Das Prototyping der ersten Visuals ist eine grundlegende Aktivität für die Entwicklung des Produkts. Die am häufigsten verwendeten Tools sind:

  • InVision: Das Tool ermöglicht es Dir, ohne Code zu schreiben, den interaktiven Prototyp einer Website zu erstellen, die Benutzererfahrung zu testen und die Arbeit mit dem Designteam von UX design und dem Kunden zu teilen.
  • Crazy Egg: Das Tool ist sehr nützlich für den Test der fortschrittlichsten Prototypen, die Erstellung von Heat Maps und Slide Maps, die Designern helfen, Teile oder Elemente zu verbessern, die weniger Klicks erhalten, Grafiken und CTA besser zu positionieren und zu sehen, wie man die unteren Teile von Webseiten optimiert. 

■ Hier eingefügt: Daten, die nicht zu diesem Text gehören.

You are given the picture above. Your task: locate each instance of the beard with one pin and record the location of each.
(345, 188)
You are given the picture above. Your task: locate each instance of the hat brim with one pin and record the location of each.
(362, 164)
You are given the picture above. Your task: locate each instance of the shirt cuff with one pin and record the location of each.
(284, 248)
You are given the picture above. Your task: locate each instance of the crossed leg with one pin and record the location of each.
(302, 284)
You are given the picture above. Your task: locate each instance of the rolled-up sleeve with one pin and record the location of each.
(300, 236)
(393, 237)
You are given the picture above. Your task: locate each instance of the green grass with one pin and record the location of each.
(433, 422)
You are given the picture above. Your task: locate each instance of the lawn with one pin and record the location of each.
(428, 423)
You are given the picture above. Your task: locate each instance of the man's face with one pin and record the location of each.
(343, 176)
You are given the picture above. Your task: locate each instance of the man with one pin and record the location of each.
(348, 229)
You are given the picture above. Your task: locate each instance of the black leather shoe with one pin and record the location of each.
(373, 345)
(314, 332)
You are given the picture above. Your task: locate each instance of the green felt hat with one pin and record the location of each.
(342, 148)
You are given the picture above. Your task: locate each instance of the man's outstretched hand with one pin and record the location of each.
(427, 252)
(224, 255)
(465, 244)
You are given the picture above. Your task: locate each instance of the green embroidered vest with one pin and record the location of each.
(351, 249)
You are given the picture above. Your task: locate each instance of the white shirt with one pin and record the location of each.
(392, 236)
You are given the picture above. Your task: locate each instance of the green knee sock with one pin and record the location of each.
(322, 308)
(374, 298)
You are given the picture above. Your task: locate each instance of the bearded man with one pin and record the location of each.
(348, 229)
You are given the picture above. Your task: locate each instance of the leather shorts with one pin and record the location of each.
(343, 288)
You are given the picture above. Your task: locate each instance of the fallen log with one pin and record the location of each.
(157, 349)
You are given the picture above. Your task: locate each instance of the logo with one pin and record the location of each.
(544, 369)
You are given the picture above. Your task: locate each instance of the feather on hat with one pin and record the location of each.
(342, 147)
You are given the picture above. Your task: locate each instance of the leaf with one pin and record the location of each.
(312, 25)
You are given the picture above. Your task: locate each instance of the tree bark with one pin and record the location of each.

Nach dem Start der neuen Website, kann unter den Tools Folgendes berücksichtigt werden, um kontinuierlich die Leistung der Website zu messen und die UX des Produkts zu prüfen, die mit Google Analytics kombiniert werden:

  • Optimizely: Ein Tool, mit dem Du A/B-Tests und zahlreiche Tests auch für bestimmte Nutzertargets durchführen kannst, wobei Du diese sogar nach geografischen Gebieten oder verwendeten Browsern unterteilen kannst. Mit Optimizely kannst Du neue Designs von Websites und Apps, aber auch Chatbots, SMS und Sprachassistenten testen.
  • Kissmetrics: Kissmetrics ist nützlich, um Benutzer in Echtzeit zu überwachen, während sie mit der Website interagieren. Es liefert Ergebnisse basierend auf dem Benutzerverhalten, nützlich für die Programmierung von Marketingkampagnen und angepasst an das Benutzerverhalten.

 

Die Bücher über die User Experience

Es gibt viele Bücher und Anleitungen über die User Experience. Hier eine Auswahl:

  • Internet of humans – Verfasser: Leonardo Agrò – Verlag Tag Books/Egea: Das Buch ist geschrieben, um den Gedanken an die Aufmerksamkeit auf den Benutzer, seine Bedürfnisse und sein Verhalten auszurichten. Die Autoren gehen davon aus, dass digitale Medien das Leben der Menschen verbessern können, indem sie sie in den Mittelpunkt der im Web angebotenen Inhalte, Produkte und Dienstleistungen stellen. Die Gestaltung der User Experience ist eine ständige Herausforderung, die einen Mentalitätswechsel erfordert, der sich auf den Kunden konzentriert.
  • The UX Book: Process and Guidelines for Ensuring a Quality User Experience – Verfasser: Rex Hartson und Pardha Pyla – Verlag MK: Das UX Book ist in Form eines Leitfadens zum UX-Design verfasst. Der Text schlägt Leitlinien und Techniken für die Gestaltung der Benutzererfahrung vor. Theorie und Praxis, in einem nicht neueren Band, das aber immer noch sehr gefragt ist, um zu lernen, wie man die Benutzerfreundlichkeit verbessern kann.

 

Websites, die sich mit User Experience befassen

Das Thema User Experience Design ist sehr stark im Web vertreten. Websites, Portale und Blogs ermöglichen es Dir, täglich über die neuesten Nachrichten der Branche auf dem Laufenden zu bleiben. Beispiele:

  • UX Booth: UX Booth ist eine der führenden Online-Publikationen zu Fragen der Benutzerfreundlichkeit, die von den UX-Designern hoch geschätzt wird. Es enthält Artikel über Benutzerforschung, visuelles Design und Analytik, die einer Social-Gemeinschaft von über 35.000 Menschen zur Verfügung gestellt werden.
  • UX Magazine: Es ist eine Online-Ressource, die Artikel zu allen Aspekten der Benutzererfahrung anbietet. Die Inhalte werden von qualifizierten Fachleuten erstellt, die Teil einer Community sind. Die Updates erfolgen täglich.